Image of the exterior of the United States Supreme Court, focusing on the portion of the pediment inscribed "Equal Justice Under Law" and James Earle Fraser's sculpture "The Contemplation of Justice"
Shutterstock / J Main

Introduction

Two years after the Supreme Court overturned Roe v. Wade, abortion remains one of the most hotly contested issues in American politics. The abortion landscape has become highly fractured, with some states implementing abortion bans and restrictions and others increasing protections and access. The Supreme Court heard two more cases on abortion this term and will likely release those decisions in June. Beyond the Supreme Court, pro-choice and pro-life advocates are fiercely battling it out in the voting booths, state legislatures, and courts. If the 2022 midterm elections are any indication, abortion will be one of the most influential issues of the 2024 election. So what are the basic facts about abortion in America? This primer is designed to tell you most of what you need to know.

What are the different types of abortion?

There are two main types of abortion: procedural abortions and medication abortions. Procedural abortions (also called in-clinic or surgical abortions) are provided by health care professionals in a clinical setting. Medication abortions (also called medical abortions or the abortion pill) typically involve the oral ingestion of two drugs in succession, mifepristone and misoprostol.

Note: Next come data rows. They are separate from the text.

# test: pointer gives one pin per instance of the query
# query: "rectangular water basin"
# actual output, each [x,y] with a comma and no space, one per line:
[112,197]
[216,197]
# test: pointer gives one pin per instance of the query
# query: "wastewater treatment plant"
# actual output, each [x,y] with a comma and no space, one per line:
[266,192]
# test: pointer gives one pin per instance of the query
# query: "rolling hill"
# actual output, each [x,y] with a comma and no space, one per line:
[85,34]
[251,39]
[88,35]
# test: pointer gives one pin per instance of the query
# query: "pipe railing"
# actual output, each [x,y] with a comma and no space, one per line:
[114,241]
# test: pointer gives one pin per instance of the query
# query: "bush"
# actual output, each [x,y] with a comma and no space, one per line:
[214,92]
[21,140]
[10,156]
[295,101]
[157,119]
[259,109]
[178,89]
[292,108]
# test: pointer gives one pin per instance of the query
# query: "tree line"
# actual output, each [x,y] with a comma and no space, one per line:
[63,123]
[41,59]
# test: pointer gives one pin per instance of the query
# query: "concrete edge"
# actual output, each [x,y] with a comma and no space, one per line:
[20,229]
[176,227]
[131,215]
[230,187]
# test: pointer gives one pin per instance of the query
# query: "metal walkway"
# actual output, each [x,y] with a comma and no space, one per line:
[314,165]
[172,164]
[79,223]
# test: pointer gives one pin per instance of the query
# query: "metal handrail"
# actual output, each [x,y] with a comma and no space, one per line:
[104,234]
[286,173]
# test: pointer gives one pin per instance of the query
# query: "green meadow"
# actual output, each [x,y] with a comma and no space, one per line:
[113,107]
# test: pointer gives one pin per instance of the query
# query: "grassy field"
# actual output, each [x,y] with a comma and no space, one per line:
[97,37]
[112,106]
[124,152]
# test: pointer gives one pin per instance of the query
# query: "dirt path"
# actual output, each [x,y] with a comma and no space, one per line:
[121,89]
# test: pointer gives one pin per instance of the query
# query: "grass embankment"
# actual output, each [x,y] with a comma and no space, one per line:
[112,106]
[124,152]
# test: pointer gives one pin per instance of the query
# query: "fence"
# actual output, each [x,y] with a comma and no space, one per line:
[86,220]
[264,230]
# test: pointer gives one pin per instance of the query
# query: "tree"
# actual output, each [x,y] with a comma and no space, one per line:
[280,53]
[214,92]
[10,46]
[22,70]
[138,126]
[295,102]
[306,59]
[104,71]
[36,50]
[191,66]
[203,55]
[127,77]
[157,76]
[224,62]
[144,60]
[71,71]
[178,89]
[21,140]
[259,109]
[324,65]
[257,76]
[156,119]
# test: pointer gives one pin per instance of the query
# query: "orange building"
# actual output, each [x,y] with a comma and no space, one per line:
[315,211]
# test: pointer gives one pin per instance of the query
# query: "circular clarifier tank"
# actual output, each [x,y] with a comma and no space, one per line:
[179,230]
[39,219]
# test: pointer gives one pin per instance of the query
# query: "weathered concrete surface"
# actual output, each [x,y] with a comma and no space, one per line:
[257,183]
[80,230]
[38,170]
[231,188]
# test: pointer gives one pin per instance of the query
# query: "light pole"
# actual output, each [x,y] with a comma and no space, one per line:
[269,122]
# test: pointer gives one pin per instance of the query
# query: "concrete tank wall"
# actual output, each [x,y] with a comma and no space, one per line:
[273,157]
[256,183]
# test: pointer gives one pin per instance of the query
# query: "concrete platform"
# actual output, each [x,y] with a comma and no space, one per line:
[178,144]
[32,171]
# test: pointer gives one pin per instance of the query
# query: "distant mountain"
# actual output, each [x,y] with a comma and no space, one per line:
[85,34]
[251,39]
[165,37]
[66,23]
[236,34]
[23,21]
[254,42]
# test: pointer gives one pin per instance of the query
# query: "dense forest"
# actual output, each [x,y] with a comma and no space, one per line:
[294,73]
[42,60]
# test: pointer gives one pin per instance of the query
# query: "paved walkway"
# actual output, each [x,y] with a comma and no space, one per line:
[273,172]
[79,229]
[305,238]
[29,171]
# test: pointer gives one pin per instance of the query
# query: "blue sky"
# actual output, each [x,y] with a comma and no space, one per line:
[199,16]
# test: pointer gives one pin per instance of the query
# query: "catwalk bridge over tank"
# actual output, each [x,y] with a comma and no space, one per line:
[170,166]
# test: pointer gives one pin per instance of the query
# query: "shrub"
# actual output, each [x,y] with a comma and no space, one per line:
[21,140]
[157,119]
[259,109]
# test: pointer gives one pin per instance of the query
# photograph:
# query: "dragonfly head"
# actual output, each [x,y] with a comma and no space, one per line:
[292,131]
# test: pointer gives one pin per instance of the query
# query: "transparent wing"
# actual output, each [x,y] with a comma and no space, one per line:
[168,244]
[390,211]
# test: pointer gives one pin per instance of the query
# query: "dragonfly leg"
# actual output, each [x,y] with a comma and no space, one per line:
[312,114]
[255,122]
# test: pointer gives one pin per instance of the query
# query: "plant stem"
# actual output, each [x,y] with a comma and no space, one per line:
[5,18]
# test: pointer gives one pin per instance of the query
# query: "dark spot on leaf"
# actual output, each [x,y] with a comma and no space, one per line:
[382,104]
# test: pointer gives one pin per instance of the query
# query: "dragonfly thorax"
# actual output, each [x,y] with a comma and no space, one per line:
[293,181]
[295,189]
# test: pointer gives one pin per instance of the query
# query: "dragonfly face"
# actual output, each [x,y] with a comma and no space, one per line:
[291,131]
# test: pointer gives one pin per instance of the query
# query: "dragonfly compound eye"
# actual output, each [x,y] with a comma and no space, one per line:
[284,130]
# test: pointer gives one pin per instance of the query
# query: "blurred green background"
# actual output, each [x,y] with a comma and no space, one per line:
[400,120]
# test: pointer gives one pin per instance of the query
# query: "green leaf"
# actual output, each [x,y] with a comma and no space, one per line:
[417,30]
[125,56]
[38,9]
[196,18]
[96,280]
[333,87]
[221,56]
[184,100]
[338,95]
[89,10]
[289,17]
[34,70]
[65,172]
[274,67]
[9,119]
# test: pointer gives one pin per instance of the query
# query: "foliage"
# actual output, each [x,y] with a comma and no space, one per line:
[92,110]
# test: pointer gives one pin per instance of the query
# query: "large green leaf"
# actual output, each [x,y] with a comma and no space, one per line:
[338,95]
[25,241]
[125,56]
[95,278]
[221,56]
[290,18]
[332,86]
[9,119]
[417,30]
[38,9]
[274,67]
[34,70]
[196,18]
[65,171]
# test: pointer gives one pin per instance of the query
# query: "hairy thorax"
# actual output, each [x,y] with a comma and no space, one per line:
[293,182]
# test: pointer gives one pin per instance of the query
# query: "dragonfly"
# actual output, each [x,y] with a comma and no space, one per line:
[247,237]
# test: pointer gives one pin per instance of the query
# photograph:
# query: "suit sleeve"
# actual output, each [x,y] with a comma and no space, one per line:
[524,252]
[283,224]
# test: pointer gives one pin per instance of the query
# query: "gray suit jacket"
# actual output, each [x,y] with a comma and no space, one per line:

Most women discover they are pregnant in the first five to six weeks of pregnancy, but about a third of women do not learn they are pregnant until they are beyond six weeks of gestation. Women with unintended pregnancies detect their pregnancies later than women with intended pregnancies, between six and seven weeks of gestation on average. Even if a woman discovers she is pregnant relatively early, for many it takes time to decide what to do and how to arrange for an abortion if that is her preference.

Why do women have abortions?

The vast majority of abortions (about 95%) are the result of unintended pregnancies. That includes pregnancies that are mistimed as well as those that are unwanted.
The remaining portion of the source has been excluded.